# Swim or crawl?



## Pigsticker (Oct 18, 2006)

In general when bassin are u using lures that resemble something that crawls (worm, craw, etc) or something that swims(crank,spinner)? Creepy crawlies for me.


----------



## Pigsticker (Oct 18, 2006)

Title should be swim or crawl.


----------



## Fish G3 (Jul 16, 2008)

Tough question...first and foremost i'll try something that swims...if the power fishing isn't producing then its time for the craws.


----------



## Wow (May 17, 2010)

In general, I crawl, hop and finesse jigs, worms and plastics for the consistently bigger fish and in colder water. I swim baits to search deeper water and warmer water when the hot bite can yield big numbers.--Tim........................................................................................................................................................


----------



## spfldbassguy (Mar 23, 2009)

62.5% of the time I'm using some sort of jignpig,creature bait jighead combo,and on rare instances a tube or worm. The other 37.5% of the time I'm using cranks,jerkbaits,swimbaits,topwaters.


----------



## Dandrews (Oct 10, 2010)

Fish G3 said:


> Tough question...first and foremost i'll try something that swims...if the power fishing isn't producing then its time for the craws.


That's what I do also.


----------



## Tokugawa (Apr 29, 2008)

I start with moving baits to find them and then slow down to plastics/jigs to work the area if I have to. If I'm pulling multiple fish out of the same spot with a moving bait, the contact baits won't get fished. If they aren't hitting moving baits, the contact baits get fished heavily. Just depends...but I'll typically start with moving baits.


----------



## JamesT (Jul 22, 2005)

Swims 90% of the time. Cranks and spoons.


----------



## Bazzin05 (Feb 2, 2011)

I love power fishing so I almost always start off with a fast reaction bait, but then I always have a jig or tube tied on too, for those perfect looking spots that you don't get the reaction bite out of. I will then pick up my jig/tube and pitch it in a few times to see if there is something living in there. But then there are those times that I get on a really good jig/tube bite and for those times I will start off with those baits. 

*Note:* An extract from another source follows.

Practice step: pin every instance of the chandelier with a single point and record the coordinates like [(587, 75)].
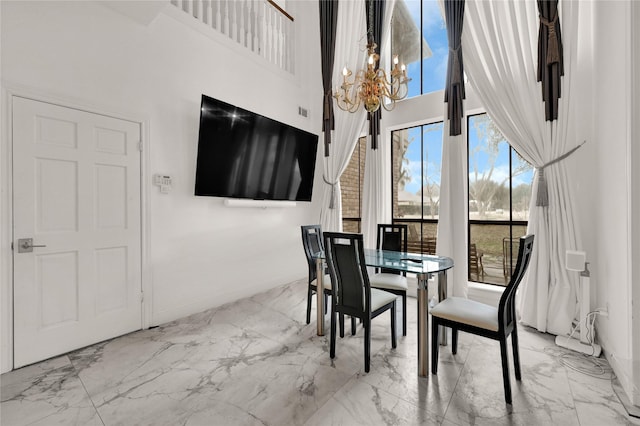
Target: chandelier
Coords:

So I guess I try to do what the fish tell me they want. But on slow days I always prefer to throw reaction baits and cover water to find the active fish.


----------



## Intimidator (Nov 25, 2008)

I won't mention any names but with certain plastics )) you can fish Fast or SUPER Slow, Roll it, Bounce it off the Bottom, Carolina/Texas/Alabama Rig, Jig, Stop and Start or however you want to fish it...you can even rig it on a jig with a bill to make it wobble. For most people it could save you alot of $$ per year on lures...but tackle freaks like most of us just have to try everything!LOL


----------